Le prêtre mit une main compatissante sur l’épaule de son fils, pour lui montrer son soutien. Le pauvre guerrier ne trouvait pas les mots pour le remercier de sa présence, mais le vieil homme décida quand même de le réconforter comme lui seul savait le faire. Il se mit à lui parler des conversations chaleureuses qu’il avait eu avec les gens de leur paroisse avant sa mort, jusqu’à ce qu’il décide de lui dire :

— … mais quelle ne fut ma surprise lorsqu’Athéna en personne est venue me demander de servir son église ! Bénie soit cette femme. Je n’ai jamais été si heureux de toute mon existence ! Cette ville est tout ce dont j’ai rêvé. Et c’est aussi grâce à vous si je suis ici. Sans vous, le Saint Royaume n’existerait peut-être plus, tel qu’on le connaît… Votre présence ici est un miracle, mon enfant…

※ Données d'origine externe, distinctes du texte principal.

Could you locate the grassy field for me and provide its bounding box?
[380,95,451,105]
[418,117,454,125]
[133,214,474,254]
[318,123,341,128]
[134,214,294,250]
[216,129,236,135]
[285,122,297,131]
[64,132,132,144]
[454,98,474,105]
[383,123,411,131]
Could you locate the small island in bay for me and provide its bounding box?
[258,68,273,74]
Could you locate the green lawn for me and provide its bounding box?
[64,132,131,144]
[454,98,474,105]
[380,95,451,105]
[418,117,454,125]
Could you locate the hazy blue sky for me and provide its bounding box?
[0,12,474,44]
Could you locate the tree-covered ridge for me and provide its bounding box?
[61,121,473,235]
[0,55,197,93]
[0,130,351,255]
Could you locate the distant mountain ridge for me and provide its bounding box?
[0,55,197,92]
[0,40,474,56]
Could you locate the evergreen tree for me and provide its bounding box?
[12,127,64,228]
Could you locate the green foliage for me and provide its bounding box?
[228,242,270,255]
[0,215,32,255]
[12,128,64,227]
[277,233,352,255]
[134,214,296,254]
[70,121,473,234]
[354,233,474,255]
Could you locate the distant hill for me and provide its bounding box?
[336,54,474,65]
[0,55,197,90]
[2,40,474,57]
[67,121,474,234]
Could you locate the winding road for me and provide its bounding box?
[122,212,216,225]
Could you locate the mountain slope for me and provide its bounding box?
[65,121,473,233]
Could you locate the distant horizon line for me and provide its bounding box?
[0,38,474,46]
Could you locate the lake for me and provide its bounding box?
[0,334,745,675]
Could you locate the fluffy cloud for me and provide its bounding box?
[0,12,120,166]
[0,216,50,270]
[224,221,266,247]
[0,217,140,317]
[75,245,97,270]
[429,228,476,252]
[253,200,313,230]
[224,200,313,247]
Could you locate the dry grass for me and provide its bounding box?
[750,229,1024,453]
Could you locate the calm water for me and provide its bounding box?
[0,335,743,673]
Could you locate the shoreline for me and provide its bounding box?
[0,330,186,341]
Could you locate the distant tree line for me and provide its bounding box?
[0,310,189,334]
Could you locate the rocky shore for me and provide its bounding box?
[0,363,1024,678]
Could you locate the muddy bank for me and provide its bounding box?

Nash éclata en sanglots, et plongea dans les bras de son vieil ami. Shalom lui fit une accolade et lui chanta une berceuse de son enfance. Pendant un instant, le châtain retourna à l’époque de ses cinq ans, où le prêtre prenait soin de lui, alors que Mère Agathielle allait bientôt partir pour Lanartis.

— J’aurais voulu que vous m’adoptiez, Père Shalom, dit Nash.

— Je sais… je l’ai déjà deviné au fil des années, mais vous étiez déjà adulte quand je me suis rendu compte de votre détresse. Cependant… voyez-vous… L’orphelinat avait beaucoup trop d’enfants. D’autant plus que mon statut ne me permettait pas d’adopter, légalement. Si j’avais su que le Président Knox était un tel monstre, je vous aurais trouvé de meilleurs parents !

Nash soupira. La tristesse qu’il ressentait semblait disparaître peu à peu. Entendre la voix du prêtre le rassurait. Il oubliait déjà la présence de la bouteille de vin. Il essuya ses larmes, puis se redressa sur son banc.

— Écoutez, mon enfant. Je ne peux peut-être pas réécrire votre histoire, mais sachez que vous serez toujours le bienvenu sous mon toit. Et qui sait… peut-être pourrions-nous aller camper et faire quelques parties de pêches ?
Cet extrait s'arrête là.